How natural raw materials are different? Part one of three
1). There is a language of scents based on olfactory archetypes. A basic, instinctive, deep and compelling language in which meanings are emotions.
How do smells get associated with emotions? Through our olfactory memory. It memorize them through the emotions that were experienced in its presence.
This is the part that we share with animals, we identifies smells as being simply good or bad in function of the emotional context in which they are perceived. Often with basic emotions such as fear, hunger, anger, joy, satisfaction, love…
This is why we may love some smells that other people hate, because we lived opposite experiences with that scent.

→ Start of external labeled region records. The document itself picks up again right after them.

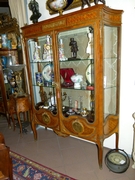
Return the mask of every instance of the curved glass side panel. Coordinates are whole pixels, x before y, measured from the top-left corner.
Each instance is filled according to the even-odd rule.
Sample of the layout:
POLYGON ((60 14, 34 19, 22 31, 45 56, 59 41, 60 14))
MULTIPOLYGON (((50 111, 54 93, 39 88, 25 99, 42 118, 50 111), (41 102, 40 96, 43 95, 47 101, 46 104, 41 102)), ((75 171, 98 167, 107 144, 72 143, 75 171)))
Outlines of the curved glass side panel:
POLYGON ((104 26, 104 116, 117 113, 118 28, 104 26))
POLYGON ((28 47, 35 107, 56 114, 52 38, 46 35, 29 39, 28 47))
POLYGON ((62 111, 65 117, 94 117, 94 30, 90 27, 58 34, 62 111))

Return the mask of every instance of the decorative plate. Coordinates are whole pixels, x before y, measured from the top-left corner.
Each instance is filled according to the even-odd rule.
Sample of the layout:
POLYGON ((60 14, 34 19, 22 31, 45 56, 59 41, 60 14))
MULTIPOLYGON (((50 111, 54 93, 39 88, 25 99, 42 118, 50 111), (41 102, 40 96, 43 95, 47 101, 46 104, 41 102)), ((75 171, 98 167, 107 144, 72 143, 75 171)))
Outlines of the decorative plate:
POLYGON ((128 154, 121 149, 112 149, 105 156, 106 166, 115 173, 125 172, 130 164, 128 154))
POLYGON ((51 82, 52 80, 52 64, 46 64, 43 68, 42 75, 45 81, 51 82))

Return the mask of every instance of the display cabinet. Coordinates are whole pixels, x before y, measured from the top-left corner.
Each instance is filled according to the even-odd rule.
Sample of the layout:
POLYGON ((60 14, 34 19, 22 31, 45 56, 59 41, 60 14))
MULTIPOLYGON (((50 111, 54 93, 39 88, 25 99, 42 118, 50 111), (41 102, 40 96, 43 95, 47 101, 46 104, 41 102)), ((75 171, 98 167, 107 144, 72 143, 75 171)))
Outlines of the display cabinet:
POLYGON ((32 97, 32 129, 53 129, 98 146, 119 139, 122 10, 95 5, 22 28, 32 97))

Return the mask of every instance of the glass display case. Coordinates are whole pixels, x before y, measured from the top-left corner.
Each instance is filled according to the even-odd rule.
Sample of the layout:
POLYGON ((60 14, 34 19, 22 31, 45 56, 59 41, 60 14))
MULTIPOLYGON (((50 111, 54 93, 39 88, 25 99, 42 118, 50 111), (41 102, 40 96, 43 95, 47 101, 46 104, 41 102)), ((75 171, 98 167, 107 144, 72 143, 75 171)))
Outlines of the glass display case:
MULTIPOLYGON (((15 18, 6 13, 0 14, 0 113, 5 114, 8 125, 9 95, 17 92, 15 76, 11 66, 23 63, 19 26, 15 18)), ((16 66, 16 67, 17 67, 16 66)))
POLYGON ((119 134, 122 10, 96 5, 22 28, 32 129, 53 129, 98 145, 119 134))

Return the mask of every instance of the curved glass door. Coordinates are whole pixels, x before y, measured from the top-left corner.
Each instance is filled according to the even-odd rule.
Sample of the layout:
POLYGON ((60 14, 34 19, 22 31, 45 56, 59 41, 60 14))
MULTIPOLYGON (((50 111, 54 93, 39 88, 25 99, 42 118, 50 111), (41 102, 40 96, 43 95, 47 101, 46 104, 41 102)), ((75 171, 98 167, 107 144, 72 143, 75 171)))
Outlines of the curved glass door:
POLYGON ((104 116, 118 112, 118 27, 104 26, 104 116))
POLYGON ((52 38, 46 35, 29 39, 28 47, 35 107, 56 114, 52 38))
POLYGON ((62 112, 94 121, 93 28, 85 27, 58 34, 62 112))

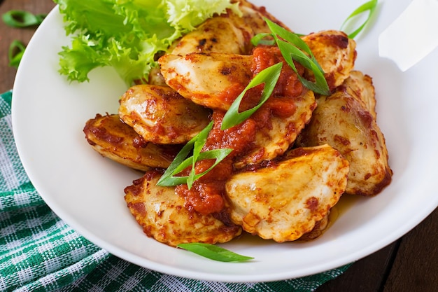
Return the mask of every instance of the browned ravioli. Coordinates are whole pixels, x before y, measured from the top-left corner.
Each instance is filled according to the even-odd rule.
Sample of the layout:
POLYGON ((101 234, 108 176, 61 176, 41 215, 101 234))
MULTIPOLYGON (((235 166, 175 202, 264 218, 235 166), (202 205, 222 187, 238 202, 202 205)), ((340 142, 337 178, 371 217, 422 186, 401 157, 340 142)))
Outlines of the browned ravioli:
POLYGON ((176 246, 190 242, 223 243, 240 235, 240 226, 225 225, 213 214, 190 210, 174 187, 157 186, 161 174, 148 172, 125 188, 129 211, 148 237, 176 246))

Whenever smelled again, the odors will reawake the emotions associated to them in our memory so that we can identify the meaning that they bearfor us in absolute terms of being good or bad, pleasant or unpleasant.
From each individual, his experience of life will make some smells awaken positive or negative emotions. These are the olfactory memories individually acquired.
This explains also why some smells entirely disgusting to Americans are lovely to Chinese. Or why French cheese stinks to all others than French preople.
They have been memorized as “good” since childhood because they accompanied positive emotional situations. These are called olfactory memories acquired through a culture, mostly a culinary one. They are olfactory memories culturally acquired.
Did it occur to you that the odors that we never smelled might be as important for awaking emotions as those that we have experienced and memorized?
The proof is in a simple experiment. Have a new born baby smell different essences by approaching scented strips to his nose.
You will see his face expressing all sort of sentiments, from pleasure to disgust, because the smells evocate for him memories that he has inherited.
These are the olfactory memories congenitally inherited. This is my personal hypothesis in the field of olfactory research. The existence of such a memory is understood by the fact that smell perception, the chemical sense, is fundamental in the process of learning for all living organisms, and the process of learning is fundamental to survival.
When does a smell become an olfactory archetypes? When an odor acquires a significant emotional value for a large enough number of persons for a long enough period of time, it becomes an olfactory archetype. Some of them are antique, like the smell of fire or of the sea, some are new, like the smell of kitchen gas or cinnamon.
some are natural, like pine or rose and some are artificial, like vanillin used in the babies talcum powder since 5 generations.
Some archetypes who were only local for some regions of the world have spread all over the planet, either through trade or through acclimation of the plants that produce them. For instance Cinnamon that originates in hot countries of the southern hemisphere have spread with commerce to all countries, particularly in the northern regions where it would never grow, but where it is extremely useful for its medical properties against the diseases of cold. Cinnamon has become the archetype of spices because it is used to aromatize the best and noblest of all foods, the sweets. It symbolizes the sunny exotic countries but also the security of home and family. The smell of Cinnamon is a little bit like travelling with Alpitour, adventure but in all security.
Oranges never grew in the cold weather countries, but through the diffusion of soft drinks and sweeties, its aroma has become the archetype of fruit all over the world as far as Lapland, supplanting the apple, that was in the past the symbol of fruit, because it is so widespread in all climates, it is sweet and so perfumed. A basket of apples can perfume a whole room.
But in modern times, sweetness is much less rare and symbolic of the fruits as it was that a few generations ago, orange soft drinks are much sweeter than apples, much more perfumed and in the meantime, agronomic selection have made them more beautiful than they once were, but also much less perfumed. This is how archetypes can die and others are born.
The existence of an olfactory language based on our scent memories is the reason why fragrances composed with natural essences make perfume with meaning, not just smell.
They can narrate human stories, make us live emotions and they have a dimension unreachable to chemical new molecules, alien to our memories, or to chemical imitations of the scents of nature, mere surrogates.
This is the first way in which natural ingredients of perfumes are different from synthetic ones and how they generate a philosophy of perfume, simply because natural scents have a meaning for us.